The major surprise to me is Woodward's description, complete with many contemporary quotes, of a time in the late 1800's post-Reconstruction South where African Americans were treated largely equally with regard to public accomodations and voting. Segregation, then, was considered to be a "lower-class white attitude."
It wasn't until approximately 1900 that a very segregationist attitude came about in the South, largely as the result of the interplay of Republican, Democratic, and Progressive politics.
This is course gives the lie to assertion through much of the 1900's that de jure racial segregation was a time-honored part of Southern life, and there was no possible alternative.
Woodward then goes on to describe the depths to which Jim Crow legislation sank, describing the effect of African American migration within the country, World War II, how our segregationist policies hurt the US image abroad, and on to the beginnings of the civil rights movement, ending shortly after _Brown v. Board of Education_, well before the major civil rights events and legislation.

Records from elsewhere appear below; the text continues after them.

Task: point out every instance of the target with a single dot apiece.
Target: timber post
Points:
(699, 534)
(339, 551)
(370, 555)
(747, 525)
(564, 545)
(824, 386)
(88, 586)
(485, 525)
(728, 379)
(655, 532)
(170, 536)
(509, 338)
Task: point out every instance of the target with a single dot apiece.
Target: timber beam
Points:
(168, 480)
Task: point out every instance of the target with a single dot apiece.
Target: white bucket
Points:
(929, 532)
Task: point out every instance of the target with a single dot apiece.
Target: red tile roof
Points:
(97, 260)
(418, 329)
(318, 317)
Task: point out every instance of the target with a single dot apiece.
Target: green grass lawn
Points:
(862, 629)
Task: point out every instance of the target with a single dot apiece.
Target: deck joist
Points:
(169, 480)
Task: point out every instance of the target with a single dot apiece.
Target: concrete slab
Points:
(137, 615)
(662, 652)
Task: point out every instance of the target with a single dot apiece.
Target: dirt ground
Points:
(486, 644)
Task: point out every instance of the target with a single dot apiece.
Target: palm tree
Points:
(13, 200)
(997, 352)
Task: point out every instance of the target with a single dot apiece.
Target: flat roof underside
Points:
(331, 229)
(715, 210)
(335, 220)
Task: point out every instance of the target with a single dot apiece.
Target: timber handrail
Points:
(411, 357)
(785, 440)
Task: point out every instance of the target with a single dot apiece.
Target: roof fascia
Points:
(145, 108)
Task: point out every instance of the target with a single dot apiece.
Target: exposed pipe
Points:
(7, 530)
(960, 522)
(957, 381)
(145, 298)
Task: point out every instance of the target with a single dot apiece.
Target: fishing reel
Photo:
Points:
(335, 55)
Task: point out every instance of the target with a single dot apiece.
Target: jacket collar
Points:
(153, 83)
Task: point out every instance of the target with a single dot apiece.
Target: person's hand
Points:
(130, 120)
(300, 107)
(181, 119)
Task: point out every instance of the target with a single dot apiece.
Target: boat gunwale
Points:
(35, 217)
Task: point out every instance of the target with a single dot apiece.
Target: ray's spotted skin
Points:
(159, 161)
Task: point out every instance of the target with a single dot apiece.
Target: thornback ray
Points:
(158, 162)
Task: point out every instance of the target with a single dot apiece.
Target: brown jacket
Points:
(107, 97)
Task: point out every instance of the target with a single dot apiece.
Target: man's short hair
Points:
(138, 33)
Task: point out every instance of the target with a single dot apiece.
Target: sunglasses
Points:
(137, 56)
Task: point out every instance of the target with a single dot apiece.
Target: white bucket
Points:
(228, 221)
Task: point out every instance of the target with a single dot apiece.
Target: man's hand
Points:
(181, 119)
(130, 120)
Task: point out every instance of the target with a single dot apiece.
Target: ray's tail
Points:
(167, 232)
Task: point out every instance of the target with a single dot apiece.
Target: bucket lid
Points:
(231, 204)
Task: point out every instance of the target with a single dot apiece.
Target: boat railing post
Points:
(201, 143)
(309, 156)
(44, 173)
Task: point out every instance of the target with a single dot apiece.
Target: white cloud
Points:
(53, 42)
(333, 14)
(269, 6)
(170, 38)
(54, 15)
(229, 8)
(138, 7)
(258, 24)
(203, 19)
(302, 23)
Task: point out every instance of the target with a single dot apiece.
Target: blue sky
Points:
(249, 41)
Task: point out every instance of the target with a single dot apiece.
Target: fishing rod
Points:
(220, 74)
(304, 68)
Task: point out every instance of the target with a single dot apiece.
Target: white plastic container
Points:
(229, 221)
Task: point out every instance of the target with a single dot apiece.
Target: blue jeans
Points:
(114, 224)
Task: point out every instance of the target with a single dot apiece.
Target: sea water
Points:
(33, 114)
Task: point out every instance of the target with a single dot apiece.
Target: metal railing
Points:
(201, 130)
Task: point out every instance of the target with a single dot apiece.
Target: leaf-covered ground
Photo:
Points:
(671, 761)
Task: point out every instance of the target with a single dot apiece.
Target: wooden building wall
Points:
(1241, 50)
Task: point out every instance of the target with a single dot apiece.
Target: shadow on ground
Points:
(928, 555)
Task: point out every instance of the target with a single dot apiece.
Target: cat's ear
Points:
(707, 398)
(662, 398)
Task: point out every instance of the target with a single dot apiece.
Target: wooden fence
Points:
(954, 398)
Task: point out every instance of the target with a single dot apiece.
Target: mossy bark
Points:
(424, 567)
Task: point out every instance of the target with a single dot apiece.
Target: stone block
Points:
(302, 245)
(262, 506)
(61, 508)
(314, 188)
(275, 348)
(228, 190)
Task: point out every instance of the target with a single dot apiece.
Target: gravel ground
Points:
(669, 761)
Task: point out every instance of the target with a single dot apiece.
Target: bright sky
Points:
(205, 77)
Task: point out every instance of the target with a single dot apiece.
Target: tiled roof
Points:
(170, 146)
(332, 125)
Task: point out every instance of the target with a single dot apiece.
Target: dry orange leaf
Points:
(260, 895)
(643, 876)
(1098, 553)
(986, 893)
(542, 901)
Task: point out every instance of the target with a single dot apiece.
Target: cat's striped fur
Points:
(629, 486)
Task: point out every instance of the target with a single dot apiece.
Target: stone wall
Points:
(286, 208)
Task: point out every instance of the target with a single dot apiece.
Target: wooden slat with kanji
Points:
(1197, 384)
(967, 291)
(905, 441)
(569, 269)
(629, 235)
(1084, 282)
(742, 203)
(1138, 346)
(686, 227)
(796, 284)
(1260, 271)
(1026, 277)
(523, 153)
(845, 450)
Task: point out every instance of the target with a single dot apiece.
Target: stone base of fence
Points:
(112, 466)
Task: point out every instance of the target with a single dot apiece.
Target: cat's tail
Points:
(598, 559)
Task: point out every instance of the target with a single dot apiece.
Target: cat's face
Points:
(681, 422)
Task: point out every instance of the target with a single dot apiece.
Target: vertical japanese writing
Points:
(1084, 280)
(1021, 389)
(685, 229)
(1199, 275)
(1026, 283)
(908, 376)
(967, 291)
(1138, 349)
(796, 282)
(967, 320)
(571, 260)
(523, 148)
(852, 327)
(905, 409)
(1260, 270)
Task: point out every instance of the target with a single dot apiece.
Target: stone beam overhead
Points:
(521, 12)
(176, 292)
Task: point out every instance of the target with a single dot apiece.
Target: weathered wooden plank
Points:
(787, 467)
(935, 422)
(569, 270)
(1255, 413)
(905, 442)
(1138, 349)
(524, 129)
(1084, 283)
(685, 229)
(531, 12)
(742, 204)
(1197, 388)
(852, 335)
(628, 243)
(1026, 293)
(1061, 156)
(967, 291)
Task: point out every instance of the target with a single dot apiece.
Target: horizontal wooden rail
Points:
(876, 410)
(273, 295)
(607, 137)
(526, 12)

Fairly quick read, and a great book!
on September 2, 2015
I've lived in Atlanta all 76 years of my life, saw the Civil Rights movement close up, heard all the hype all sides. And there were more than two sides. This is the most readable book about the history of race relations in the U.S. I've ever seen. Woodward gives a careful, wise account in lay terms. He begins with the pre-Civil War background, the effects of the war on the South, the various attempts to deal with the many jobless ex-slaves, the commerce-focused conservatives, the extremist radicals, and the populists, the roots of prejudices, economical, societal, etc. He shows motives for and reactions to the Jim Crow laws instituted around the turn of the century 1900. Much, much more. It's packed with information, and you can read it in a couple of afternoons.
on December 18, 2012
This was very interesting book in that it gives a perspective on the Civil Rights struggle as it was taking place. Even as it was going on, many knew they were dealing with an extraordinary period in American History. But what makes it especially interesting is that it was written by an author who does not know how it was going to end. This is especially evident in the later chapters that were added after several years had passed. In these, the author recounts the success and disappointment of the Civil Rights accomplishments and the splits that developed within the movement as younger generations came onto the scene and did not see the benefits of the Civil Rights legislation. In the conclusion on cannot help but feel the disappointment in the authors writing and the sense of uncertainty of where it would all lead.
While the writing is inherently dated, it is still interesting in that it reads a lot like a primary source document as the author writes about events that have recently taken place. This is a very interesting book and would be useful to anyone wanting to learn about the Civil Rights movement and how it was viewed as it happened.